Perhaps it was Apsche's own coarseness that appealed to Heidnik. The first time they met, in a small room at Holmesburg prison in Philadelphia, Apsche remembers being annoyed by Heidnik's evasions.
"Listen, when I was in Vietnam, I killed more people than the Manson family, so let's cut the s---," Apsche says he told the murderer.
Perhaps their similarities resonated. Both were poor husbands and fathers, Apsche now recalls, prone to grandiose thinking and depressed, disturbed, violent individuals who engaged in obsessive sexual behavior.
Whatever the reasons, over the next three years, while on death row, Heidnik exchanged 26 letters with Apsche. The more than 150 handwritten pages of letters provide harrowing insights into the mind of one of the most perverse killers in U.S. history. Among Heidnik's writings are drawings of the torture chambers he dug under his house, as well as descriptions of his crimes. They are now the basis for Apsche's book, tentatively titled "Greetings From the Crypt" - an opening line in one of the condemned man's letters.
The letters changed Apsche's life. He quit cocaine, booze and womanizing, got remarried and regained custody of his daughter. He is now the pioneer of a psychotherapeutic approach known as mode deactivation therapy, a technique for treating angry, sexually disturbed patients. There is no doubt, Apsche says in a series of interviews, that the MDT approach depends, to some extent, on the understanding of human nature he gained through interacting with Heidnik.
Apsche encountered Heidnik shortly after completing his doctorate in counseling psychology at Temple University in Philadelphia, the city where Heidnik committed his crimes.
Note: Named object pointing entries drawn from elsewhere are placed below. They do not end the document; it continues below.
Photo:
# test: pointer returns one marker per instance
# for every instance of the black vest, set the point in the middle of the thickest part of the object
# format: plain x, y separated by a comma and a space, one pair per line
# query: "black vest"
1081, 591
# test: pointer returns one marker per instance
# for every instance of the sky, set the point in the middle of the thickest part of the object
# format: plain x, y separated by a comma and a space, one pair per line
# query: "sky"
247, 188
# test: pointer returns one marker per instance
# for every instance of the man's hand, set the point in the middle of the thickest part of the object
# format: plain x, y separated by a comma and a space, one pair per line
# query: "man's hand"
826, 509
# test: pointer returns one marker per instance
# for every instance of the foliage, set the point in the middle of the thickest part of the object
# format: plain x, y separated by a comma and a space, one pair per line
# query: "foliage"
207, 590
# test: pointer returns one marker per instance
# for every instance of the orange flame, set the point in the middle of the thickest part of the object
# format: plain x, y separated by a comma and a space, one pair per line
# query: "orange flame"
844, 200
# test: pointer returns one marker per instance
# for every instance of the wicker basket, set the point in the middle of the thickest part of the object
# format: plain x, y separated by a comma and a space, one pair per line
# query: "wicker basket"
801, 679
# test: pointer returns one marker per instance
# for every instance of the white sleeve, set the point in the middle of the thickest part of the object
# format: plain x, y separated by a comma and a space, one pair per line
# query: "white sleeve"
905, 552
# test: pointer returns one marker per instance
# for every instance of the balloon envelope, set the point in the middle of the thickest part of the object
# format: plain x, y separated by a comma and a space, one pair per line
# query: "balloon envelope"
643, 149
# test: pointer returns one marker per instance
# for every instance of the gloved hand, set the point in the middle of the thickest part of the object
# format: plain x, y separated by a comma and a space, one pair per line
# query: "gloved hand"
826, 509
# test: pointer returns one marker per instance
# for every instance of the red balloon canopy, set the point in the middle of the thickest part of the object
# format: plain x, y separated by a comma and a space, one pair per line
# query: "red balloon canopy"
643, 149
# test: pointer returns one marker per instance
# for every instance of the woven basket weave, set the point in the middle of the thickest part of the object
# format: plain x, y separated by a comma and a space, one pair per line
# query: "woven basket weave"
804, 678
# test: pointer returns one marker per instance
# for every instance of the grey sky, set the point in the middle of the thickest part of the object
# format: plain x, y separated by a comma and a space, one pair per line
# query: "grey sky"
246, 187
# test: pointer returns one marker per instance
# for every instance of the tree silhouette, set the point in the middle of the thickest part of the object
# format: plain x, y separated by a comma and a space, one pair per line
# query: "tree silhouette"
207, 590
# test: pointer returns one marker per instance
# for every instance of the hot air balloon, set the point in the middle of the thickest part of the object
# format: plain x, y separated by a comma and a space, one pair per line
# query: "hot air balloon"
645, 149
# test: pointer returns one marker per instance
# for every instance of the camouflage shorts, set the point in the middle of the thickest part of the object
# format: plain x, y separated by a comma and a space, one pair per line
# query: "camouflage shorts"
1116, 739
In September 1987, Heidnik's attorney hired him as a researcher on the case. (Apsche was friends with the lawyer's cousin, "and they saw that I was smart," he says.) He spent three months poring over two boxes filled with Heidnik's arrest records and psychiatric reports in an attempt to ascertain the killer's mental state.
Apsche was convinced that he could understand Heidnik as nobody else. "To make up for my lack of experience, I determined that I would become the consummate expert on Gary M. Heidnik and serial murderers," he writes in his book. "I dedicated myself to learning and knowing more about the subject than anyone else in the world. And I did." Thousands of experts across the globe study sociopathic killers, of course, and it says something about Apsche that he rates himself the best.
Heidnik's attorney claimed insanity, and Apsche testified to that effect for a day and a half. "I was originally only hired as a researcher, but because I knew more about Heidnik than anyone else, I was asked to testify," he says with characteristic bravado. But Heidnik's intelligence and articulateness, combined with the premeditated nature of his crimes, convinced the jury of his competence, and he was sentenced to death. Apsche, who maintains that Heidnik was, indeed, mentally ill - says jurors rarely accept the insanity defense for people such as Heidnik because they are "so seemingly adept at finding victims and concealing their grisly crimes, and so skilled and diabolical in their detailed planning and deception, that ordinary people cannot believe the killer was not clearly in control of his actions."
After the trial, the young psychologist proposed writing a book on the killer, and Heidnik agreed to cooperate. The men had a "unique trust," says Apsche, who admits he empathized with the killer, whom he viewed as beset by powerful internal demons. They met five or six times in prison, for two-hour sessions, and traded the letters. Ranging from one to 28 pages, the condemned man's letters are penned in blue ink on yellow legal-size paper. Their tone oscillates between hostility and friendliness, and they are filled with spelling mistakes, grammatical errors and smiley faces.